Matlab is required for evaluation. We have a python script (tools/evaluate/evaluate_occ.py
) that calls the matlab evaluation program. you can follow
Calling MATLAB from Python
to configure matlab for python.
To evaluate PIOD, you can run:
# Evaluate multiple
python tools/evaluate/evaluate_occ.py --dataset PIOD --occ 1 --epochs "5:20:2" --zip-dir result/piod_saved/test_result
# Evaluate one
python tools/evaluate/evaluate_occ.py --dataset PIOD --occ 1 --zipfile result/piod_saved/test_result/epoch_19_test_result.tar
To evaluate BSDSownership, you can run:
# Evaluate multiple
python tools/evaluate/evaluate_occ.py --dataset BSDSownership --occ 1 --epochs "5:20:2" --zip-dir result/bsdsown_saved/test_result
# Evaluate one
python tools/evaluate/evaluate_occ.py --dataset BSDSownership --occ 1 --zipfile result/bsdsown_saved/test_result/epoch_19_test_result.tar
Trained Models
Here we obtain better performance than those reported in the paper.
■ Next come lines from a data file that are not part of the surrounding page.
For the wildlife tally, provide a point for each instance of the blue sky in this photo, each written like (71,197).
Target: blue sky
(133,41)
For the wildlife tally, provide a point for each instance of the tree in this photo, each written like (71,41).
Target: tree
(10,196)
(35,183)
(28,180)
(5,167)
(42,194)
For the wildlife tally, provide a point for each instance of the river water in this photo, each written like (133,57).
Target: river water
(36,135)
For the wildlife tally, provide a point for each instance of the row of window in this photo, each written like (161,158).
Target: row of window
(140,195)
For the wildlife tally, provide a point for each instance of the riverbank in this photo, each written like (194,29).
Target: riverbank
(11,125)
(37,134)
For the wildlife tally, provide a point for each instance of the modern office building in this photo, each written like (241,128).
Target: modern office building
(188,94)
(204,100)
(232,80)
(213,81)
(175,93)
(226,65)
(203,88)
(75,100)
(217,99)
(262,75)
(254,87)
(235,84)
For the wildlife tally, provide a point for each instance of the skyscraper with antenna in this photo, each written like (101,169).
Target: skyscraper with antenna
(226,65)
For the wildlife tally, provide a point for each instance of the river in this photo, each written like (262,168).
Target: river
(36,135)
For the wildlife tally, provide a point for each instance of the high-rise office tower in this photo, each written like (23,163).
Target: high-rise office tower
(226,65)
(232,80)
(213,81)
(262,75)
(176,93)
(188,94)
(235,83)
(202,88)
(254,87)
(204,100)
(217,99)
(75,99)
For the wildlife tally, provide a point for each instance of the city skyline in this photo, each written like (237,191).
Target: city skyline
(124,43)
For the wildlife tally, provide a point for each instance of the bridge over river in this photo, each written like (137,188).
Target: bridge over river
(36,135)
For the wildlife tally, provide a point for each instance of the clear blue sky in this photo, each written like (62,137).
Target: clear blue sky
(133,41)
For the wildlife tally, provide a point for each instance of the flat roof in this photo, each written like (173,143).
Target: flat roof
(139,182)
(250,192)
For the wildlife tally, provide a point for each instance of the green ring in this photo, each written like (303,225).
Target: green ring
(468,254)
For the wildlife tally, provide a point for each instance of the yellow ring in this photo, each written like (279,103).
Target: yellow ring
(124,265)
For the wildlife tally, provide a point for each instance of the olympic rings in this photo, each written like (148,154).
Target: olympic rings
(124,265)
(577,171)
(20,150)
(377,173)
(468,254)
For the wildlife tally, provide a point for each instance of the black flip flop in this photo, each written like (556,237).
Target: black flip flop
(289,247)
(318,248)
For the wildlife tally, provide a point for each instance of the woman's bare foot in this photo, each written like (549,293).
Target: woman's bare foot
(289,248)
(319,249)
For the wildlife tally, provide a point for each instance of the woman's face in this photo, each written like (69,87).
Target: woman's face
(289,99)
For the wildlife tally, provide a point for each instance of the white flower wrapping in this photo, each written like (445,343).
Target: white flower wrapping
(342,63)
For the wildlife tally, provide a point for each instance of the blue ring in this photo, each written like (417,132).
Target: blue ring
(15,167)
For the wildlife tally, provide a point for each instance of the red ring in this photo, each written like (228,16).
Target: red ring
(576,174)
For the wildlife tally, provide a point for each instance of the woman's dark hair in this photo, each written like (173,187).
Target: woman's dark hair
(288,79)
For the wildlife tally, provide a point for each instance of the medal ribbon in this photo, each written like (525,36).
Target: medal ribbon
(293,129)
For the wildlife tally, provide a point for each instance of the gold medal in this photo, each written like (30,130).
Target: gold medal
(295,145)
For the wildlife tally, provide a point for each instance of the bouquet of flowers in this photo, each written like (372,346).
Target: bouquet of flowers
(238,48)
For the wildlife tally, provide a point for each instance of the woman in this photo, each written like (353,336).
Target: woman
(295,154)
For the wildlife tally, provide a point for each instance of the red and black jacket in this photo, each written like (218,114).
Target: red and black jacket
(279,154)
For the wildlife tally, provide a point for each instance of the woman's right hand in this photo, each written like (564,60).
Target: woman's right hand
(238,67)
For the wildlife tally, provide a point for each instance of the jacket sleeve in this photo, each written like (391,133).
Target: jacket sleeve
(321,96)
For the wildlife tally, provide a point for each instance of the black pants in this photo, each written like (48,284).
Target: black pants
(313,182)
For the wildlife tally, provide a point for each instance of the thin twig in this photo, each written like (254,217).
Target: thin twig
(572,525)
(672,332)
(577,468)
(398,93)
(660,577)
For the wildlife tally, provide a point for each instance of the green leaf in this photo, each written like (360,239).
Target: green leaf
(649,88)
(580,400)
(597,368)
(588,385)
Dataset | B-ODS | B-OIS | B-AP | O-ODS | O-OIS | O-AP | model | test result |
---|---|---|---|---|---|---|---|---|
PIOD | 80.0 | 80.5 | 84.3 | 77.5 | 77.9 | 80.8 | PIOD_model.pth | PIOD_test.tar |
BSDS ownership | 68.3 | 71.4 | 69.0 | 62.2 | 65.0 | 60.9 | BSDSown_model.pth | BSDSown_test.tar |
Acknowledgement
The evaluation code tools/doobscripts
is based on DOOBNet/doobscripts. Thanks to the contributors of DOOBNet.
We use the ResNet50 with pretrained from PyTorch-Encoding. Thanks to the contributors of PyTorch-Encoding.